Do I have the same right of ownership of high and low grade information. Indeed how is the ownership established? When low grade information is anonymous and aggregated, who owns it? Generally, I do not control this kind of information about me. When is information explicitly or implicitly transferred? As with the shared ownership issue, this category again asks who actually owns what portion of the information.

Operations on Information

We lack formalizations for operations on information. While we know how to copy artifact that contain information, or delete them, it is not clear how do we determine if two pieces of information are identical? How do we “subtract” or “add” two pieces of information? How do we measure the change in information after transformation. How do we transform information from first to second order?

From an end-user perspective, the operational problems with information include such things as understanding the ownership of information, dissemination of information about individuals, tracking of information flows, etc. A variety of disciplines may contribute to more operational and rigorous definitions of information.

We might be concerned about keeping private information private – how do I secure information about me.
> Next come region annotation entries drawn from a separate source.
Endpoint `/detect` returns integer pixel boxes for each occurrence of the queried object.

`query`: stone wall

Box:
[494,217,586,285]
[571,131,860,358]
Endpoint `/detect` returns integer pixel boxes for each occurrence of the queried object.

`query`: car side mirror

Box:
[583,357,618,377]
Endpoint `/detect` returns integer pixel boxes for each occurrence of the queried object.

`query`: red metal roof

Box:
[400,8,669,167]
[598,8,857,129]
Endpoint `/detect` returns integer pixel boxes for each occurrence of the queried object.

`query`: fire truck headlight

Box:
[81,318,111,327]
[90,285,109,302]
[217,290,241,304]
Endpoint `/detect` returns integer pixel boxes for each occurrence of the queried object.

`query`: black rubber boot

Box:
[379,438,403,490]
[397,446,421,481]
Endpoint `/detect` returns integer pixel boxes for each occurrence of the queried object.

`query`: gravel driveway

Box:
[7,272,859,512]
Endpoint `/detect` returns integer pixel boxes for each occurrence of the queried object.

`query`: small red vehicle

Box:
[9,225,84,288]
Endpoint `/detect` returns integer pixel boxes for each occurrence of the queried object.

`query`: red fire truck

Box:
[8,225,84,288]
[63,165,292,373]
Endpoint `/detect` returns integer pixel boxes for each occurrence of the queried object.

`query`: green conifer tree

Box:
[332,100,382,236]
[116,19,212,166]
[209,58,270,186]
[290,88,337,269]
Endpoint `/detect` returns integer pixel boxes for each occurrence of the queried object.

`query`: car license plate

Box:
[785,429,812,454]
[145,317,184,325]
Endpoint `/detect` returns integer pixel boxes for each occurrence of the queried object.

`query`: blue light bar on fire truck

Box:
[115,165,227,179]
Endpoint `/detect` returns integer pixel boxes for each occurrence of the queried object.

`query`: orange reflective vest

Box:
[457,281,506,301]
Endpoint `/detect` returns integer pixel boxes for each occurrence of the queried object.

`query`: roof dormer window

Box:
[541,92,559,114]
How do I control information I divulge to others? How do I insure it is not reused without my permission? Is there a difference between selling my email address to others, telling others I am looking for a mortgage, or telling others I work at a University?

What is the role of public-private key encryption in controlling access to “jointly-owned” information – e.g. a physician can keep information about me, but it may only be released when accompanied by both my and the physician’s private keys. How does this impact medical research? How does this impact emergency care? What happens to my information when I cease to exist? How does my privacy impact the public right to be safe?

Can information be doped? Explosives are tagged or doped with trace chemicals that allow the origin of the explosive to be traced in the event that it is used in a crime. Like some compression, the doping process is asymmetric. It is low cost to dope an explosive and high cost to trace the tags. Like compression, the basic idea is to keep the costs of the most frequent operation low and allow the costs of the less frequent operation to grow. Thus, when a file is infrequently compressed and very frequently decompressed, the cost of the compression can be high while the cost of decompression is kept low. How might doping or watermarking be used trace illicit use or dissemination of information?